Predicting treatment outcome using kinome activity profiling in HER2+ breast cancer biopsies
Donna O. Debets,
Erik L. de Graaf,
Marte C. Liefaard,
Gabe S. Sonke,
Esther H. Lips,
Anna Ressa,
Maarten Altelaar
Affiliations
Donna O. Debets
Biomolecular Mass Spectrometry and Proteomics, Bijvoet Center for Biomolecular Research and Utrecht Institute for Pharmaceutical Sciences, University of Utrecht, Utrecht, 3584 CH Utrecht, the Netherlands
Erik L. de Graaf
Pepscope B.V, Nieuwe Kanaal 7, 6709 PA Wageningen, the Netherlands
Marte C. Liefaard
Department of Molecular Pathology, The Netherlands Cancer Institute, Amsterdam, the Netherlands
Gabe S. Sonke
Department of Medical Oncology, The Netherlands Cancer Institute, Amsterdam, the Netherlands; Department of Medical Oncology, University of Amsterdam, Amsterdam, the Netherlands
Esther H. Lips
Department of Molecular Pathology, The Netherlands Cancer Institute, Amsterdam, the Netherlands
Anna Ressa
Pepscope B.V, Nieuwe Kanaal 7, 6709 PA Wageningen, the Netherlands
Maarten Altelaar
Biomolecular Mass Spectrometry and Proteomics, Bijvoet Center for Biomolecular Research and Utrecht Institute for Pharmaceutical Sciences, University of Utrecht, Utrecht, 3584 CH Utrecht, the Netherlands; Corresponding author
Summary: In this study, we measured the kinase activity profiles of 32 pre-treatment tumor biopsies of HER2-positive breast cancer patients.

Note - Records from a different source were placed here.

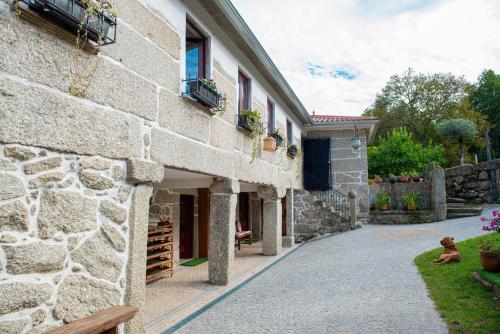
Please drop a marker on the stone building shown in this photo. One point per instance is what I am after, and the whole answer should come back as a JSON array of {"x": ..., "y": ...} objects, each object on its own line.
[{"x": 83, "y": 170}]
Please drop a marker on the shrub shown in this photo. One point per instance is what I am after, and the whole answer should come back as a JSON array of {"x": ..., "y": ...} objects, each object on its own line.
[{"x": 398, "y": 154}]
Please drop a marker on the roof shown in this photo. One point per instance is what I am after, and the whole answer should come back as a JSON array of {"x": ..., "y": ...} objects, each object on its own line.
[{"x": 340, "y": 118}]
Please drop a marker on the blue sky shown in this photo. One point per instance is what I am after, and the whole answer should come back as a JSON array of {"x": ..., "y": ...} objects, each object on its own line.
[{"x": 337, "y": 54}]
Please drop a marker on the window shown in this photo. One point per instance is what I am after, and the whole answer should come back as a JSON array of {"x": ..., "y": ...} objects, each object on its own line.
[
  {"x": 244, "y": 92},
  {"x": 196, "y": 53},
  {"x": 289, "y": 132},
  {"x": 270, "y": 116}
]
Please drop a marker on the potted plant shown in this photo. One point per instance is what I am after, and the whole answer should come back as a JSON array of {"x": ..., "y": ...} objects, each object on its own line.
[
  {"x": 269, "y": 144},
  {"x": 490, "y": 249},
  {"x": 292, "y": 151},
  {"x": 278, "y": 136},
  {"x": 384, "y": 200},
  {"x": 410, "y": 201}
]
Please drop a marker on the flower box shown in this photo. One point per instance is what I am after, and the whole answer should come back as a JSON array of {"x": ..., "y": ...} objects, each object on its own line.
[
  {"x": 99, "y": 27},
  {"x": 292, "y": 151},
  {"x": 203, "y": 93}
]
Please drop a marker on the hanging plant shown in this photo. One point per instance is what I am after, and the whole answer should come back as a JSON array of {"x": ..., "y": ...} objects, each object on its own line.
[{"x": 251, "y": 120}]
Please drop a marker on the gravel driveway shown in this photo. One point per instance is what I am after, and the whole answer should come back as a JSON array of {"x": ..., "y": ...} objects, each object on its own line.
[{"x": 363, "y": 281}]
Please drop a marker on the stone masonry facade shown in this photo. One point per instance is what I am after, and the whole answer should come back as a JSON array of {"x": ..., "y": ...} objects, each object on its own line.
[
  {"x": 472, "y": 182},
  {"x": 63, "y": 236}
]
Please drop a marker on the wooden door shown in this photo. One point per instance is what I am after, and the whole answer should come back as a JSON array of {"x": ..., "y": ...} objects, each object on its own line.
[
  {"x": 244, "y": 211},
  {"x": 186, "y": 211},
  {"x": 283, "y": 216},
  {"x": 203, "y": 221}
]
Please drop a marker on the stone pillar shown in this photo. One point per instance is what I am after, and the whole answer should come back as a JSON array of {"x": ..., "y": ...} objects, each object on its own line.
[
  {"x": 438, "y": 192},
  {"x": 289, "y": 239},
  {"x": 135, "y": 293},
  {"x": 256, "y": 216},
  {"x": 353, "y": 208},
  {"x": 223, "y": 199},
  {"x": 271, "y": 241}
]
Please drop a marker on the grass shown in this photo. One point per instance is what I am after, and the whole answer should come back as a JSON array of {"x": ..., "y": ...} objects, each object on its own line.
[
  {"x": 490, "y": 277},
  {"x": 194, "y": 262},
  {"x": 466, "y": 306}
]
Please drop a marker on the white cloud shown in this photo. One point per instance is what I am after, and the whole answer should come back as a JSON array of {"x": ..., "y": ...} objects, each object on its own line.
[{"x": 371, "y": 40}]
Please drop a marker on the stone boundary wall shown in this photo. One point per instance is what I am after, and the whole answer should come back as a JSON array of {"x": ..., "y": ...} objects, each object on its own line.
[
  {"x": 402, "y": 217},
  {"x": 471, "y": 182},
  {"x": 312, "y": 219},
  {"x": 397, "y": 190},
  {"x": 64, "y": 232}
]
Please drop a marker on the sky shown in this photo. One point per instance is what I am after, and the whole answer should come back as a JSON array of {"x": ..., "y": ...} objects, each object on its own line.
[{"x": 337, "y": 54}]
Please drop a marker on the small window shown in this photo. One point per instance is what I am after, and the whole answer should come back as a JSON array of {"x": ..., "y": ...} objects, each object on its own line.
[
  {"x": 270, "y": 116},
  {"x": 196, "y": 53},
  {"x": 244, "y": 92},
  {"x": 289, "y": 132}
]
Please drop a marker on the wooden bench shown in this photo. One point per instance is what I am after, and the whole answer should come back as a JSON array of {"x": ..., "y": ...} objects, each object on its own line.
[{"x": 104, "y": 322}]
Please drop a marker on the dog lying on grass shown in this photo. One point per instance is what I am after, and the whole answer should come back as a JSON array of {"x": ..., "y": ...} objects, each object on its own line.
[{"x": 450, "y": 252}]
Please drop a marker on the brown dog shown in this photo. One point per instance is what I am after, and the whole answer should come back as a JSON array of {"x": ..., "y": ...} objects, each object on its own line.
[{"x": 450, "y": 252}]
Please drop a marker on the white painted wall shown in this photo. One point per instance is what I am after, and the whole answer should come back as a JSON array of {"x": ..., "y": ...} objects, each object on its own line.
[{"x": 227, "y": 53}]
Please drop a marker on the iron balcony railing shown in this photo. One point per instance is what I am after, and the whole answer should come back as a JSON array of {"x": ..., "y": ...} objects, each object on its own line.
[{"x": 335, "y": 199}]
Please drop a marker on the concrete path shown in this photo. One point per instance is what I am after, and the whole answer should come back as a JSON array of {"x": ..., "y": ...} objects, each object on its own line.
[{"x": 362, "y": 281}]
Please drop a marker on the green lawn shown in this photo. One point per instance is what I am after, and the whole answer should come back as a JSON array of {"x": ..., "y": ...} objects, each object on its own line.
[{"x": 466, "y": 306}]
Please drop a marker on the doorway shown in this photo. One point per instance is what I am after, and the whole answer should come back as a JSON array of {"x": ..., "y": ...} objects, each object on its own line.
[{"x": 186, "y": 233}]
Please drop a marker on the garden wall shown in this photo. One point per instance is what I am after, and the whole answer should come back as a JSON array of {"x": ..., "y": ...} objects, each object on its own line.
[{"x": 471, "y": 182}]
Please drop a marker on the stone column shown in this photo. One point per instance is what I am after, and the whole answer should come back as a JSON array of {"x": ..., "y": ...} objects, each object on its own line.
[
  {"x": 271, "y": 241},
  {"x": 223, "y": 199},
  {"x": 143, "y": 174},
  {"x": 256, "y": 216},
  {"x": 353, "y": 208},
  {"x": 289, "y": 239},
  {"x": 438, "y": 192}
]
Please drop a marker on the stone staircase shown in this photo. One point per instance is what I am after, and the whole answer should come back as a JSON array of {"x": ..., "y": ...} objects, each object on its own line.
[
  {"x": 314, "y": 217},
  {"x": 456, "y": 209}
]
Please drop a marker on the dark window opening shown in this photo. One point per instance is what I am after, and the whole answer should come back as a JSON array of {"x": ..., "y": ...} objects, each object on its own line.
[
  {"x": 244, "y": 93},
  {"x": 289, "y": 132},
  {"x": 270, "y": 116},
  {"x": 196, "y": 53}
]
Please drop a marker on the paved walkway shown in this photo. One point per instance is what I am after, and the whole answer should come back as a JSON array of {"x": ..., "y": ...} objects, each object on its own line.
[{"x": 363, "y": 281}]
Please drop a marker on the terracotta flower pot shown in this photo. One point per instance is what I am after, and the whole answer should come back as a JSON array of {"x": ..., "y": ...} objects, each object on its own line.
[
  {"x": 490, "y": 261},
  {"x": 269, "y": 144}
]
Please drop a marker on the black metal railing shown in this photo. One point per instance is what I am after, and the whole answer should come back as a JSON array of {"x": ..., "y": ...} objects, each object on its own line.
[
  {"x": 71, "y": 14},
  {"x": 335, "y": 199},
  {"x": 204, "y": 93}
]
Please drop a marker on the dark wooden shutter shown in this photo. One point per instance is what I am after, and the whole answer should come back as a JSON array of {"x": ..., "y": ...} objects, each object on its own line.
[{"x": 317, "y": 164}]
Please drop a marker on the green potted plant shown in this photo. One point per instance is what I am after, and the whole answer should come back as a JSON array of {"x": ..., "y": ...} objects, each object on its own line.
[
  {"x": 384, "y": 200},
  {"x": 490, "y": 255},
  {"x": 278, "y": 136},
  {"x": 410, "y": 201}
]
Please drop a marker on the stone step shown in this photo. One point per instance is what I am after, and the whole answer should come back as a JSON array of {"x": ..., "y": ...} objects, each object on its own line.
[{"x": 455, "y": 200}]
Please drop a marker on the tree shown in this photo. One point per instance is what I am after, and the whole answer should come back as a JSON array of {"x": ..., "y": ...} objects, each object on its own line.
[
  {"x": 397, "y": 153},
  {"x": 418, "y": 102},
  {"x": 485, "y": 99},
  {"x": 459, "y": 130}
]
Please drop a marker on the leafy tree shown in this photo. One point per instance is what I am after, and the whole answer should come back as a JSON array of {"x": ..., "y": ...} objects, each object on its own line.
[
  {"x": 459, "y": 130},
  {"x": 418, "y": 102},
  {"x": 398, "y": 153},
  {"x": 485, "y": 98}
]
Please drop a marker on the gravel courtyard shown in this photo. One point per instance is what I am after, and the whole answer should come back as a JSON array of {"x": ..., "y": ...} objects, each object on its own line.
[{"x": 363, "y": 281}]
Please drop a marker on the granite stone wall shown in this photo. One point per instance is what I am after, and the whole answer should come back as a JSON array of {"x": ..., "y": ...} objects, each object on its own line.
[
  {"x": 63, "y": 236},
  {"x": 472, "y": 182}
]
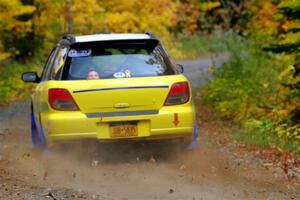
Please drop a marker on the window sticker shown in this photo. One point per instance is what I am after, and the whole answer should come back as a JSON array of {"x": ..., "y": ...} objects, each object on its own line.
[
  {"x": 60, "y": 59},
  {"x": 119, "y": 75},
  {"x": 79, "y": 53},
  {"x": 127, "y": 73}
]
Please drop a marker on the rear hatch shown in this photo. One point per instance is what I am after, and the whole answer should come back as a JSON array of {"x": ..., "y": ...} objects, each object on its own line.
[
  {"x": 127, "y": 75},
  {"x": 119, "y": 95}
]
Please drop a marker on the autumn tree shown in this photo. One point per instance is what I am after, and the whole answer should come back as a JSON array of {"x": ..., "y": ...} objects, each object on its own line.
[{"x": 13, "y": 26}]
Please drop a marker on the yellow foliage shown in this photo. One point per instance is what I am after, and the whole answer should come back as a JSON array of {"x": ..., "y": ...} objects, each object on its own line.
[{"x": 9, "y": 11}]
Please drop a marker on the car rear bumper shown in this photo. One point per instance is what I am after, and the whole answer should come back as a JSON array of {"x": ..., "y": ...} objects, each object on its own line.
[{"x": 170, "y": 122}]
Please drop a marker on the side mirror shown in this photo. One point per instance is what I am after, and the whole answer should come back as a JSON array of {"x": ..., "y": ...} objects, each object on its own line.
[
  {"x": 180, "y": 68},
  {"x": 30, "y": 77}
]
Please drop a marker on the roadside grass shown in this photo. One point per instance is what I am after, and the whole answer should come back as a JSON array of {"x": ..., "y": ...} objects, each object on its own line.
[{"x": 248, "y": 90}]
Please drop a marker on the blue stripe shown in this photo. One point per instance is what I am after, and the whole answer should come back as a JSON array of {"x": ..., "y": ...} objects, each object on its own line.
[{"x": 121, "y": 88}]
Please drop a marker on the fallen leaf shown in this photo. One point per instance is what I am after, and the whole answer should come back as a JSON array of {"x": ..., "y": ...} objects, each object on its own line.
[{"x": 152, "y": 159}]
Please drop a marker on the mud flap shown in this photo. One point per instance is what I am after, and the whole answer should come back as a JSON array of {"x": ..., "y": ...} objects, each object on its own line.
[
  {"x": 194, "y": 142},
  {"x": 34, "y": 132},
  {"x": 37, "y": 137}
]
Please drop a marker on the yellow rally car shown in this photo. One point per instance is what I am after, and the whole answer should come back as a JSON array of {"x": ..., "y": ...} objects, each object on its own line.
[{"x": 110, "y": 87}]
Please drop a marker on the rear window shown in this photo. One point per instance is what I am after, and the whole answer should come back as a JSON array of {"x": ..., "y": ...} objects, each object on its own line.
[{"x": 116, "y": 61}]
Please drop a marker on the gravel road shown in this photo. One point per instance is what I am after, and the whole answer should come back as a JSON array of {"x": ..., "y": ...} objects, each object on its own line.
[{"x": 130, "y": 171}]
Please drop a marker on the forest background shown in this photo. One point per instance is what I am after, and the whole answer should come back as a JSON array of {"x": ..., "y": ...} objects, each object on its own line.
[{"x": 256, "y": 90}]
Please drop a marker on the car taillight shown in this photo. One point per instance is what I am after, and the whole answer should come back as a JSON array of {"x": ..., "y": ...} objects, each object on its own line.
[
  {"x": 61, "y": 99},
  {"x": 179, "y": 94}
]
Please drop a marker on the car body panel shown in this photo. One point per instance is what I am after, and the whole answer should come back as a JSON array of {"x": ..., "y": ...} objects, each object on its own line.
[{"x": 68, "y": 125}]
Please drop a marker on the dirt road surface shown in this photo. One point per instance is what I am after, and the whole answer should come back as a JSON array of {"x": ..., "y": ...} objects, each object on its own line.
[{"x": 125, "y": 171}]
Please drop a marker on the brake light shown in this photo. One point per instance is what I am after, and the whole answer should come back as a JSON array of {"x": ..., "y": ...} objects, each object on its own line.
[
  {"x": 61, "y": 99},
  {"x": 179, "y": 94}
]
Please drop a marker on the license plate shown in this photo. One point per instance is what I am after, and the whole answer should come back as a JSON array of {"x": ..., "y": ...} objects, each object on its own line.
[{"x": 123, "y": 130}]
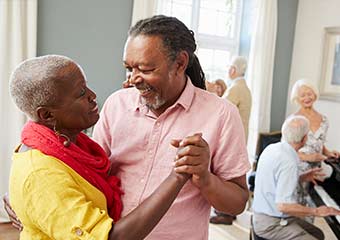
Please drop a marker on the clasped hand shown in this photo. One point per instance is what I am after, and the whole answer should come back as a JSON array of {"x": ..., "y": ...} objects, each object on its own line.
[{"x": 193, "y": 157}]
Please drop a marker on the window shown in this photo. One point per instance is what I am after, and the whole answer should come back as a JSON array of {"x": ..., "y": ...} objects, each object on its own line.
[{"x": 216, "y": 24}]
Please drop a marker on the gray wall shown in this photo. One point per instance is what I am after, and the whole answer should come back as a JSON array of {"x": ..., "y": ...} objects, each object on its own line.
[
  {"x": 283, "y": 56},
  {"x": 92, "y": 33}
]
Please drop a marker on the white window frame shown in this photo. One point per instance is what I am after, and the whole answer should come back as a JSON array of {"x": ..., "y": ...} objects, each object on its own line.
[{"x": 213, "y": 42}]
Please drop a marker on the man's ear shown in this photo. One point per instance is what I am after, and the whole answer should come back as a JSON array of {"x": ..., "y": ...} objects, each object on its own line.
[
  {"x": 182, "y": 61},
  {"x": 45, "y": 115}
]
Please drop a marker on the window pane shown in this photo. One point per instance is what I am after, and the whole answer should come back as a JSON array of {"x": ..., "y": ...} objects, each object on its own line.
[
  {"x": 217, "y": 17},
  {"x": 214, "y": 63},
  {"x": 180, "y": 9}
]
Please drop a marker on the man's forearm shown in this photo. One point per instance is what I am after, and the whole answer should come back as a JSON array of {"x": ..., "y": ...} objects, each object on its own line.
[
  {"x": 296, "y": 210},
  {"x": 226, "y": 196}
]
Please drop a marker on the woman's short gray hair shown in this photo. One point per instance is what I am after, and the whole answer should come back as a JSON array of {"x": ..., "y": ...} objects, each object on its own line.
[
  {"x": 33, "y": 82},
  {"x": 240, "y": 63},
  {"x": 300, "y": 83},
  {"x": 294, "y": 129}
]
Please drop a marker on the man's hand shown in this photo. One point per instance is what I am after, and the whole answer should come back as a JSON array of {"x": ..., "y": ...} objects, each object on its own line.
[
  {"x": 333, "y": 154},
  {"x": 312, "y": 175},
  {"x": 11, "y": 214},
  {"x": 325, "y": 211},
  {"x": 193, "y": 157}
]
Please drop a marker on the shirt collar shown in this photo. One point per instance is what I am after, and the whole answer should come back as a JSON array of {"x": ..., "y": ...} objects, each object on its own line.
[{"x": 184, "y": 100}]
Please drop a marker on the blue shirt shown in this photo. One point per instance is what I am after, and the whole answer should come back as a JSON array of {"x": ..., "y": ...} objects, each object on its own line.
[{"x": 276, "y": 179}]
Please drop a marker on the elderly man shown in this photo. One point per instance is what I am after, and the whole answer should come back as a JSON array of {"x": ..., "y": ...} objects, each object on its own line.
[
  {"x": 137, "y": 125},
  {"x": 276, "y": 211},
  {"x": 168, "y": 106},
  {"x": 239, "y": 94}
]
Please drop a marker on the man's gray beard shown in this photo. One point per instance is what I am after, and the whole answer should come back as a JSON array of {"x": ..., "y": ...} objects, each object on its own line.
[{"x": 157, "y": 104}]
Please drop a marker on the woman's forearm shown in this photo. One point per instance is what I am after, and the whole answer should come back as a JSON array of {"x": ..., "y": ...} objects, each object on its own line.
[{"x": 140, "y": 222}]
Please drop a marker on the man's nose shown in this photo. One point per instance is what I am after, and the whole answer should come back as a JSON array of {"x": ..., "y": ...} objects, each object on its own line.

The aim of this study was to assess the prognostic potential of kinase activity levels, to identify potential mechanisms of resistance and to predict treatment success of HER2-targeted therapy combined with chemotherapy. Indeed, our system-wide kinase activity analysis allowed us to link kinase activity to treatment response. Overall, high kinase activity in the HER2-pathway was associated with good treatment outcome. We found eleven kinases differentially regulated between treatment outcome groups, including well-known players in therapy resistance, such as p38a, ERK, and FAK, and an unreported one, namely MARK1. Lastly, we defined an optimal signature of four kinases in a multiple logistic regression diagnostic test for prediction of treatment outcome (AUC = 0.926). This kinase signature showed high sensitivity and specificity, indicating its potential as predictive biomarker for treatment success of HER2-targeted therapy.